On Saturday morning, a small group of people gathered at the Say My Name ceremony at the 12-acre Crownsville Patient Cemetery on the grounds of the former Crownsville Hospital to remember the names of the patients buried there. All but one are African American. Local historian and unofficial steward of the cemetery, Janice Hayes-Williams, has invited the public to attend this event for the past 12 years during the Scenic Rivers Land Trust’s Walk in the Woods event. 

A tall, wooden cross stood sentinel over the flat gravestones, the majority of which were engraved with only a four-digit number. Hayes-Williams spoke a few words about the patients’ circumstances and said a prayer. Anne Arundel County actor, singer and historical interpreter Scotti Preston, sang a song she wrote herself called “Say My Name.” During the refrain, Preston strolled around the circle of attendees, and with a purposeful pause, cued each participant to read aloud a name of one of the buried. Attendees then walked along the rows of cement blocks that served as grave markers, dropping red and white flower petals.

Hayes-Williams and a team of volunteers scoured through the databases at the Maryland State Archives to find the names of the patients buried in the cemetery. Specifically, they looked for a notation on each death certificate in Anne Arundel County beginning in 1911. The volunteers recorded just under 1,600 death certificates that noted burial on the grounds of the hospital. Hayes-Williams supposed that family members could either not afford to bury their dead or long ago disassociated from the patient because of the stigma of mental illness. “They were forgotten, but they’re not anymore,” said Hayes-Williams.

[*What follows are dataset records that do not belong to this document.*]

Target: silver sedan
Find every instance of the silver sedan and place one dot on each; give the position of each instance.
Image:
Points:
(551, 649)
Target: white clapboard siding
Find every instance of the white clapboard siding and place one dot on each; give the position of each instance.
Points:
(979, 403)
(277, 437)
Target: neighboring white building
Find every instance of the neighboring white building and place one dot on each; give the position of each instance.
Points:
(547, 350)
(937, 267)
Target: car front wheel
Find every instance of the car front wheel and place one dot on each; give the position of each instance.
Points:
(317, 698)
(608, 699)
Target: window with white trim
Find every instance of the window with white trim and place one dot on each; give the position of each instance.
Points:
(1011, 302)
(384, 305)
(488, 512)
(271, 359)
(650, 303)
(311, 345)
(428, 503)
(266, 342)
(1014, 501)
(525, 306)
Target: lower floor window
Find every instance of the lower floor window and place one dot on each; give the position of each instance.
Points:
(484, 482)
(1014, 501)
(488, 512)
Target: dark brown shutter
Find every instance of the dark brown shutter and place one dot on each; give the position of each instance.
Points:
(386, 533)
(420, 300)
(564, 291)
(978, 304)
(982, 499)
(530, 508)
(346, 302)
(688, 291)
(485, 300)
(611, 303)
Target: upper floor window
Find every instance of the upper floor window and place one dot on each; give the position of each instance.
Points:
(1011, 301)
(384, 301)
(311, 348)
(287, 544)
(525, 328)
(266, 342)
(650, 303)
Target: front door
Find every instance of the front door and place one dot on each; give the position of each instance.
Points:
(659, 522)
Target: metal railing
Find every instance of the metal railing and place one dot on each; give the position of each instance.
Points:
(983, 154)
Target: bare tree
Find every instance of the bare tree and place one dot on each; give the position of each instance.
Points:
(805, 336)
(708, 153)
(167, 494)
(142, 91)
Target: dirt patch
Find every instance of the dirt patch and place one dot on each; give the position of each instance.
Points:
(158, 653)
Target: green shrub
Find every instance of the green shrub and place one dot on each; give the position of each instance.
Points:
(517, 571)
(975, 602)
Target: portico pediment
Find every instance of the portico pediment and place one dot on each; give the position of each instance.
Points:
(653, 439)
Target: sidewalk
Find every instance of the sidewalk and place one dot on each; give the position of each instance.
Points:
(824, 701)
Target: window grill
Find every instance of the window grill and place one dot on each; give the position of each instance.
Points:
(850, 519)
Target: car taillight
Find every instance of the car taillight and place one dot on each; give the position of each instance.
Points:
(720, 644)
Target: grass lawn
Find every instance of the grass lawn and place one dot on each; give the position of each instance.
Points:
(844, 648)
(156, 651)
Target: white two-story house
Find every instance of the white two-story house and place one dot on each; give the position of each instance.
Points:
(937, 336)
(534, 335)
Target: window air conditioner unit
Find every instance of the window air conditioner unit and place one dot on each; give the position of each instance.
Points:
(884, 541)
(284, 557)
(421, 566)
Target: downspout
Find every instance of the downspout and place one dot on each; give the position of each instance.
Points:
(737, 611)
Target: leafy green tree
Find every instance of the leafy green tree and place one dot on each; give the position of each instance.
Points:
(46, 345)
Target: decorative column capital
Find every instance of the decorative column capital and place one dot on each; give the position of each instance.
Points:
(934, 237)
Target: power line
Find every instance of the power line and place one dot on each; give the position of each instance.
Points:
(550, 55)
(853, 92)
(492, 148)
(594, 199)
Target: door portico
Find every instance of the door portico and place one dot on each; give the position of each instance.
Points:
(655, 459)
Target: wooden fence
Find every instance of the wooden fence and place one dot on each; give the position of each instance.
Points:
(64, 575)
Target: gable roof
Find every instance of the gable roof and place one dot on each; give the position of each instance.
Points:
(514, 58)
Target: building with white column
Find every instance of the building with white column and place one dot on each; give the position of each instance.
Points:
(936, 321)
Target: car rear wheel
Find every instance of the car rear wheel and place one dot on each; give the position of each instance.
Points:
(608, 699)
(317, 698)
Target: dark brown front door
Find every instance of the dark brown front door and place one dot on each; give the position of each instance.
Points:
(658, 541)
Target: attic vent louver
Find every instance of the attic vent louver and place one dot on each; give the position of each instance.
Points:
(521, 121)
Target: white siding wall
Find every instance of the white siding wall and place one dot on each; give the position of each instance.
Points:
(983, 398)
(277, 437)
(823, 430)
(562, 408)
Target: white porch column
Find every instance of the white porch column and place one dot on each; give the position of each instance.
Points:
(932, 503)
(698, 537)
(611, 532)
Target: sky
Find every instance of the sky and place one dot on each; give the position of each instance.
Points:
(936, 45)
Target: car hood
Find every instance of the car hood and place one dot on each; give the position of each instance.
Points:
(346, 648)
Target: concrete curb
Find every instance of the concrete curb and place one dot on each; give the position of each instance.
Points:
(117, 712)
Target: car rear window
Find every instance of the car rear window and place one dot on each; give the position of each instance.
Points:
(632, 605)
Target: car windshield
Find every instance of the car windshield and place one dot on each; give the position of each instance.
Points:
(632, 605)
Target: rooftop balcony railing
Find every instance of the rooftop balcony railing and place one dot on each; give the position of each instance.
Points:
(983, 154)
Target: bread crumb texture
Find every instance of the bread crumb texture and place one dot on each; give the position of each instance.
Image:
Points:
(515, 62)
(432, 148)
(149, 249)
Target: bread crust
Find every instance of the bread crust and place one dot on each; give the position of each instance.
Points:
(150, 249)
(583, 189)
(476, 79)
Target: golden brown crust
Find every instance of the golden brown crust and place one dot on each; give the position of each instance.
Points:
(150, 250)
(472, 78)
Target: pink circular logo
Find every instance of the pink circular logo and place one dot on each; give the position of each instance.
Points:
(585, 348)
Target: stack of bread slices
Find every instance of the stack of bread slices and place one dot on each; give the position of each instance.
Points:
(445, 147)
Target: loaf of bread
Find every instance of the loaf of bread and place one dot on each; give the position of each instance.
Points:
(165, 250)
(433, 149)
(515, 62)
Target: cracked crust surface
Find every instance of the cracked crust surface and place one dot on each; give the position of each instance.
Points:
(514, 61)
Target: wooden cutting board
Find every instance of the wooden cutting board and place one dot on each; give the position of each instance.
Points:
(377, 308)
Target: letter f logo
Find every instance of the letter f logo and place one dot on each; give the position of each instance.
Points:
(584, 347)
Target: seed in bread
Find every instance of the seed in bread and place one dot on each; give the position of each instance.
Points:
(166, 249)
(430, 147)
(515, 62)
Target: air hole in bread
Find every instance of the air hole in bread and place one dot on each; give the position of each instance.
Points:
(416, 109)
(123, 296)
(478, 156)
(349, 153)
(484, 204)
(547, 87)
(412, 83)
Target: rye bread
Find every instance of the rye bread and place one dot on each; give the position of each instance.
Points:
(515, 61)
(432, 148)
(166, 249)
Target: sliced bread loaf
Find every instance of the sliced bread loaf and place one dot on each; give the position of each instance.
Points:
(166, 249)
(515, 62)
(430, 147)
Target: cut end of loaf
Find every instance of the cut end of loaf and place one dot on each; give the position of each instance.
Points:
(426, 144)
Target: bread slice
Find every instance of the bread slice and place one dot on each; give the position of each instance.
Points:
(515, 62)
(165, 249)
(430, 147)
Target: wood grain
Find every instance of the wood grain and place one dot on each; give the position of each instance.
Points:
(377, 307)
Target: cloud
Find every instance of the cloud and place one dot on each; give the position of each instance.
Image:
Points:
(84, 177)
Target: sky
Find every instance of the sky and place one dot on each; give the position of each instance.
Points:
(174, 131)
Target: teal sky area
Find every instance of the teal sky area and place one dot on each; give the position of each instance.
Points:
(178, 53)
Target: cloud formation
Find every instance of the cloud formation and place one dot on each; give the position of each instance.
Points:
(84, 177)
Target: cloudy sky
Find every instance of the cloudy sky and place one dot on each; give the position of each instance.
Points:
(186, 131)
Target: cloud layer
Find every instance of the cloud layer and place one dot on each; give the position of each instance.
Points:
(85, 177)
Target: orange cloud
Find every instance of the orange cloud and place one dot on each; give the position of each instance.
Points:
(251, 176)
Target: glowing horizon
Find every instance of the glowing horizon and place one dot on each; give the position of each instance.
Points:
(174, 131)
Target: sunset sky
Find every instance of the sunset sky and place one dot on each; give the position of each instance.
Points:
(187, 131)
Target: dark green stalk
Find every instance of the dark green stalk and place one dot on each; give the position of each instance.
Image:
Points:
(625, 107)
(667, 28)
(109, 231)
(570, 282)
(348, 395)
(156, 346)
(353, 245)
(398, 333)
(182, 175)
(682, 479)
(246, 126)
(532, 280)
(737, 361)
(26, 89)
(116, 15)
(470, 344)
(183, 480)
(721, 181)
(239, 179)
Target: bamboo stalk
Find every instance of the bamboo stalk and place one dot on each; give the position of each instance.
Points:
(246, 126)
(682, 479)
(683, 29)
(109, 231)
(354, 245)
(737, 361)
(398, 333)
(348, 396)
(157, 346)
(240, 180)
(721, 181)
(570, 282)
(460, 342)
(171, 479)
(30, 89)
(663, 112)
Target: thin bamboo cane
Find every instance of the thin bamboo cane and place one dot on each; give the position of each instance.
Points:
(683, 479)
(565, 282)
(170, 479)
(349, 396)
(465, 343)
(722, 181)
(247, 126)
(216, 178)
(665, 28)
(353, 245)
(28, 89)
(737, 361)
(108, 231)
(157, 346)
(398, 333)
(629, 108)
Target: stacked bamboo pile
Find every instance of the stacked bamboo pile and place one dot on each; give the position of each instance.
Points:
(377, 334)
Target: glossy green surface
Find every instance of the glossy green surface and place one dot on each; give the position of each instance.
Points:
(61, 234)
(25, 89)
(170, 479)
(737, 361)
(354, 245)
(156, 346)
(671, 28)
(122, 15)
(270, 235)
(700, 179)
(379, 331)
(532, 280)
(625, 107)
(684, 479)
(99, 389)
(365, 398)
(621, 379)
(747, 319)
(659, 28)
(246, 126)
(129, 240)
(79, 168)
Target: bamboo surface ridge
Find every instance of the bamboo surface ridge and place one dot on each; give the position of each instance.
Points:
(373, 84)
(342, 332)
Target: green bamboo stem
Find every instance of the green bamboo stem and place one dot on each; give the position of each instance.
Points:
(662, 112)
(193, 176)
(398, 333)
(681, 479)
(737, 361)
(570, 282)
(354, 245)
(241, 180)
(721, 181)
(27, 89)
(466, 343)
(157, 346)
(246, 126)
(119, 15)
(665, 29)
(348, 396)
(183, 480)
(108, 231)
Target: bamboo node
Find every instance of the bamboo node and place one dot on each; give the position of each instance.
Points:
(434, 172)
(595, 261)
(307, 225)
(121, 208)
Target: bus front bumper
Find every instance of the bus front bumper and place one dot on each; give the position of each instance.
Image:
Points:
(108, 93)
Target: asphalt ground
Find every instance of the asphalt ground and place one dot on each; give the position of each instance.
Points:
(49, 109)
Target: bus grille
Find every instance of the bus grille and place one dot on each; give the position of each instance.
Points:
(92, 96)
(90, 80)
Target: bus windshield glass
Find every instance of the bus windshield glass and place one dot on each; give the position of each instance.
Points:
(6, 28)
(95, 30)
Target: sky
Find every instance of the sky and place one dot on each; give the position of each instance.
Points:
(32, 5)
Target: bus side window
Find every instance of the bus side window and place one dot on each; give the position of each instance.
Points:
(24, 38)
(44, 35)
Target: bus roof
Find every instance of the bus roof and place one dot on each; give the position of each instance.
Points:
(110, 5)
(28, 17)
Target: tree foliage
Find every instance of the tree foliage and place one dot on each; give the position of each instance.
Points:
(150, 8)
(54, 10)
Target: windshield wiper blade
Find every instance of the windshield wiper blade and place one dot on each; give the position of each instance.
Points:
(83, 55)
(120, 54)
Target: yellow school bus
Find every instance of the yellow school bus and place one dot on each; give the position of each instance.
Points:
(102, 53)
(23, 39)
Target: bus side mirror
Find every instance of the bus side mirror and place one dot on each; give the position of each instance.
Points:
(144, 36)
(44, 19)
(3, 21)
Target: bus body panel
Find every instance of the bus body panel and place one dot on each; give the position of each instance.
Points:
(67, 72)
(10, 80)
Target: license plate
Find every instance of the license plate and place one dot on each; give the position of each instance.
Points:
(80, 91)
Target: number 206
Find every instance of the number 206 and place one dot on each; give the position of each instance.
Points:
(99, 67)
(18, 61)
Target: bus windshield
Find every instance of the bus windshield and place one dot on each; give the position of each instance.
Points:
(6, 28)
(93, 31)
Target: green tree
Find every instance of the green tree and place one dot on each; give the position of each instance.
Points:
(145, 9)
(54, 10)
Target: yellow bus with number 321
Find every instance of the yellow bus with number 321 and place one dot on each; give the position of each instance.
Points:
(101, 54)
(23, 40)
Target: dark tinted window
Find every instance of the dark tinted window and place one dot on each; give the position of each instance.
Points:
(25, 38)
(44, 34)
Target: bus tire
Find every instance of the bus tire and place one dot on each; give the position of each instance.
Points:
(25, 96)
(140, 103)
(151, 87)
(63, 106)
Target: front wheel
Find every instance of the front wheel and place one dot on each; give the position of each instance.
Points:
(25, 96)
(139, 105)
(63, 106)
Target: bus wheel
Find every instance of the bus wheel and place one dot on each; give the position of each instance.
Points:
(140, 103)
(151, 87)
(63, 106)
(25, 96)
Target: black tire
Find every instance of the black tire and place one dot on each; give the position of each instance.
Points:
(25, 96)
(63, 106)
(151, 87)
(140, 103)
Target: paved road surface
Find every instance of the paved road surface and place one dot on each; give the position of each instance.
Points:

A grave marker at Crownsville Cemetery. Many grave markers are unmarked stones. Photo: Brenda Wintrode

The hospital was built in 1910 as a “Hospital for the Negro Insane.” “African Americans were brought here out of the almshouses and the jails. Then when they decided to bring the criminally insane here, the criminally insane patients built their own hospital,” said Hayes-Williams, who has extensively researched the history of the property. The hospital has a dark and sordid history of abusive practices, experimenting on its patients with electroshock therapy, drug testing, and supplying unclaimed cadavers to the University of Maryland for research. “The hospital would do their own autopsies and experiments here. Some of these [grave] spaces might not even be a whole body. There could be body parts that were removed during an autopsy,” said Hayes-Williams. The gathering was especially important this year, said Hayes-Williams, as Oprah Winfrey’s film about Henrietta Lacks, the woman with immortal cells used for decades in medical research, premiered on HBO Saturday as well. Henrietta’s daughter was sent to Crownsville, brutally experimented upon by doctors, and died there in 1955. 

According to Hayes-Williams, the property is still owned by the Maryland Department of Health and Mental Hygiene and sits within an Anne Arundel County conservation easement. She is confident that, for now, the land is protected despite the proposed Bayhawks stadium and off ramp access being located near the cemetery. “When I found out about this land, that’s when I joined the Scenic Rivers Land Trust to make sure my cemetery would be okay,” said Hayes-Williams, “I want to make sure people never forget.”

Brenda Wintrode is a freelance writer from Anne Arundel County.